現状、そういったことができる最も最適なプラットフォームがHD600,650系のプラットフォームだと思っています。工具無しで分解できるので、部品の交換が容易だからです。例えば、側圧がきついとなったら、複数の大きさ、締め付け強さのヘッドバンドを用意して、交換すれば解決することができます。もっとも、その部品が存在しないので不可能ですが、メーカーがやろうと思えば、それができるプラットフォームだということです。HD600,650は20年以上前のヘッドホンですが、設計思想レベルで現代のヘッドホンは遅れていると言って良い。と言っても、そういったことが出来るポテンシャルがあると言っても、メーカーがバリエーション部品を用意してくれないことには何も意味がないのですが。。。
HD490 PROはヘッドバンドを簡単に交換できるほどのモジュール化はされていませんが、ある程度のモジュール化はされていて、ケーブル交換やイヤパッド、ヘッドパッドの交換は容易です。
特にイヤパッドをメーカーが2種類用意して交換できるようになっているのは、上であげたカスタマイズ化を具現化していると言えます。そういった意味では、HD490 PROの方が進化しているとも言えるでしょう。
ただし、音質的には頂点は一つだと思っているので、音質変える目的でのヘッドパッドの交換にはあまり肯定的ではありません。メーカーの人が「これで良し!」とした音で出してもらったらそれで良いと思っています。でも、耳の形状や頭の大きさが違うので、メーカーの人が「これで良し!」と出しても人によっては違った聴こえ方をするのかもしれません。そう考えると、イヤホンのイヤピースを変えるようにある程度ユーザーに投げたほうが良いのかもしれませんけどね。
カスタマイズ性ではヘッドバンドも簡単に交換できるHD600,650プラットフォームの方がポテンシャル自体はあると思いますが、結局部品がなければ意味がないし、HD490 PROは側圧がつよくないので、ヘッドバンドを交換したいという人も少ないと思われますが。個人的にはスイーベル機構のないバンドがあったらそれに交換したいですけど。もしくはヘッドバンドの首のところにハウジングの可動角を制限するクリップ部品なんかを取り付けられればいいのですが。
ただ、プラットフォームとしてのポテンシャルの話ではなく、ユーザーが現状出来ることだけで話をすると、HD490 PROの方が、イヤパッドの交換で音変えられるし、ヘッドパッドの交換も容易だし、スライダー部に刻みが入ってるし、側圧も緩めでより快適になっているし、HD600,650よりも道具として優れていると言って良いと思います。使っていて細部まで気を配って作られているのが分かる。ただし、耐久性だけはまだ分からない。信頼と実績ならHD600,650の方に分があるだろう。

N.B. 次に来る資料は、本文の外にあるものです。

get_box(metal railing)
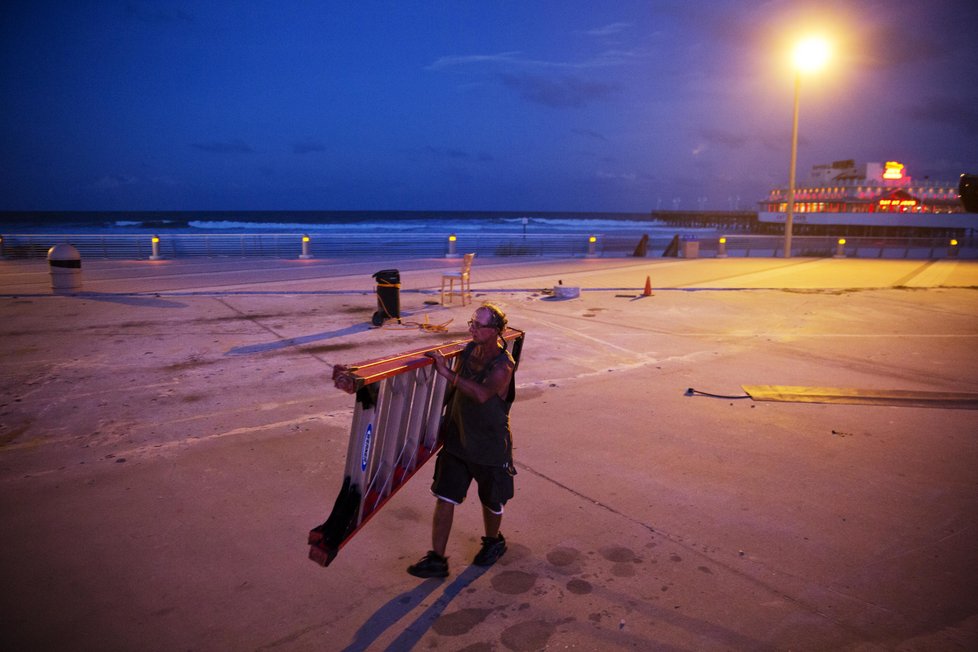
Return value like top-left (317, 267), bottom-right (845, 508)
top-left (0, 232), bottom-right (596, 260)
top-left (577, 234), bottom-right (973, 259)
top-left (696, 234), bottom-right (974, 259)
top-left (0, 232), bottom-right (973, 260)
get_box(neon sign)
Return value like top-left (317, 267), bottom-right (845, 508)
top-left (882, 161), bottom-right (905, 180)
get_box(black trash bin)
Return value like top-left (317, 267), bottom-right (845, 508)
top-left (372, 269), bottom-right (400, 326)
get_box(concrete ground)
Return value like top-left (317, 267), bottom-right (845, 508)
top-left (1, 255), bottom-right (977, 651)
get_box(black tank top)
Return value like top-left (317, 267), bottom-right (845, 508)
top-left (442, 342), bottom-right (515, 466)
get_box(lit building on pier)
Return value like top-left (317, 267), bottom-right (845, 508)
top-left (760, 159), bottom-right (961, 215)
top-left (757, 159), bottom-right (975, 235)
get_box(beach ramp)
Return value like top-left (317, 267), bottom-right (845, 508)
top-left (742, 385), bottom-right (978, 410)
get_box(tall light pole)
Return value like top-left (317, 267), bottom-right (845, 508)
top-left (783, 37), bottom-right (830, 258)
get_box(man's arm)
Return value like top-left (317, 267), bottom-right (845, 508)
top-left (456, 357), bottom-right (513, 404)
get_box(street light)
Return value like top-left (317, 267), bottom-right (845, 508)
top-left (783, 36), bottom-right (830, 258)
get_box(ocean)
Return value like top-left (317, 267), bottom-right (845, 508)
top-left (0, 210), bottom-right (690, 237)
top-left (0, 210), bottom-right (722, 259)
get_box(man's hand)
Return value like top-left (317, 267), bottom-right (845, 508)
top-left (425, 350), bottom-right (447, 374)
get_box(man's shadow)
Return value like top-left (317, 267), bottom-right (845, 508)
top-left (66, 291), bottom-right (187, 309)
top-left (341, 564), bottom-right (489, 652)
top-left (225, 323), bottom-right (372, 356)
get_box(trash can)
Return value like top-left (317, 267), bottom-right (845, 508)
top-left (372, 269), bottom-right (400, 326)
top-left (681, 239), bottom-right (699, 259)
top-left (48, 243), bottom-right (83, 291)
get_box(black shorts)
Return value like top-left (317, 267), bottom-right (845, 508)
top-left (431, 451), bottom-right (514, 514)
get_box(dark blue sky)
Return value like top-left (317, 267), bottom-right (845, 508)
top-left (2, 1), bottom-right (976, 212)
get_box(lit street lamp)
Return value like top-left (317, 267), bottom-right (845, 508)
top-left (783, 37), bottom-right (830, 258)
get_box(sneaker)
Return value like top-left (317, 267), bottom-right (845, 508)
top-left (473, 534), bottom-right (507, 567)
top-left (407, 551), bottom-right (449, 578)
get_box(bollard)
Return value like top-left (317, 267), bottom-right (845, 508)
top-left (586, 235), bottom-right (598, 258)
top-left (48, 243), bottom-right (82, 291)
top-left (372, 269), bottom-right (401, 326)
top-left (948, 239), bottom-right (959, 258)
top-left (717, 236), bottom-right (727, 258)
top-left (300, 234), bottom-right (314, 259)
top-left (834, 238), bottom-right (846, 259)
top-left (150, 234), bottom-right (164, 260)
top-left (446, 233), bottom-right (459, 258)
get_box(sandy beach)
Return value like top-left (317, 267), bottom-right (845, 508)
top-left (2, 255), bottom-right (978, 651)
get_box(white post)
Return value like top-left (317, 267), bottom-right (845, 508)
top-left (150, 235), bottom-right (163, 260)
top-left (300, 234), bottom-right (313, 259)
top-left (834, 238), bottom-right (846, 258)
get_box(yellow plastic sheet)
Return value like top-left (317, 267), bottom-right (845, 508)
top-left (742, 385), bottom-right (978, 410)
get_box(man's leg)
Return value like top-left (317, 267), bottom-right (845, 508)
top-left (474, 505), bottom-right (506, 566)
top-left (473, 464), bottom-right (509, 567)
top-left (408, 499), bottom-right (455, 578)
top-left (482, 505), bottom-right (502, 539)
top-left (432, 498), bottom-right (454, 557)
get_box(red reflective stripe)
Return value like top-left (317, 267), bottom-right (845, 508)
top-left (332, 327), bottom-right (523, 393)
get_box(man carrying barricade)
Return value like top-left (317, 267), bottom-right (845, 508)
top-left (408, 303), bottom-right (518, 578)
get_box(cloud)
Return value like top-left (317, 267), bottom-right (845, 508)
top-left (596, 170), bottom-right (638, 182)
top-left (428, 49), bottom-right (647, 71)
top-left (699, 128), bottom-right (750, 148)
top-left (699, 127), bottom-right (785, 153)
top-left (428, 46), bottom-right (644, 113)
top-left (572, 128), bottom-right (609, 142)
top-left (427, 52), bottom-right (525, 70)
top-left (904, 97), bottom-right (978, 134)
top-left (190, 139), bottom-right (254, 154)
top-left (500, 74), bottom-right (615, 108)
top-left (125, 2), bottom-right (193, 24)
top-left (853, 3), bottom-right (973, 70)
top-left (424, 146), bottom-right (469, 159)
top-left (148, 175), bottom-right (180, 186)
top-left (292, 139), bottom-right (327, 154)
top-left (408, 146), bottom-right (492, 164)
top-left (93, 174), bottom-right (138, 190)
top-left (583, 22), bottom-right (632, 38)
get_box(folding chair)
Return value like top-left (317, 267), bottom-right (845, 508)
top-left (440, 253), bottom-right (475, 305)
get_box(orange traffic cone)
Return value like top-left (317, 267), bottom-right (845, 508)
top-left (643, 275), bottom-right (653, 296)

ユニットが中央より下側にオフセットされています。ユニットが下にあったほうが空間把握がしやすくなるので、あえてそういう設計にしているのでしょう。

ヘッドバンドにはメモリが刻まれています。ちなみにこれで全開です。短い。

画像では見えにくいですが、ユニット裏には振動を受け止めるための梁状のアームが何本も通してあり、振動対策もされています。SRH1540もユニット裏に振動を受け止める支柱があり対策されているのですが、開放型でこういう対策をするのは珍しいですね。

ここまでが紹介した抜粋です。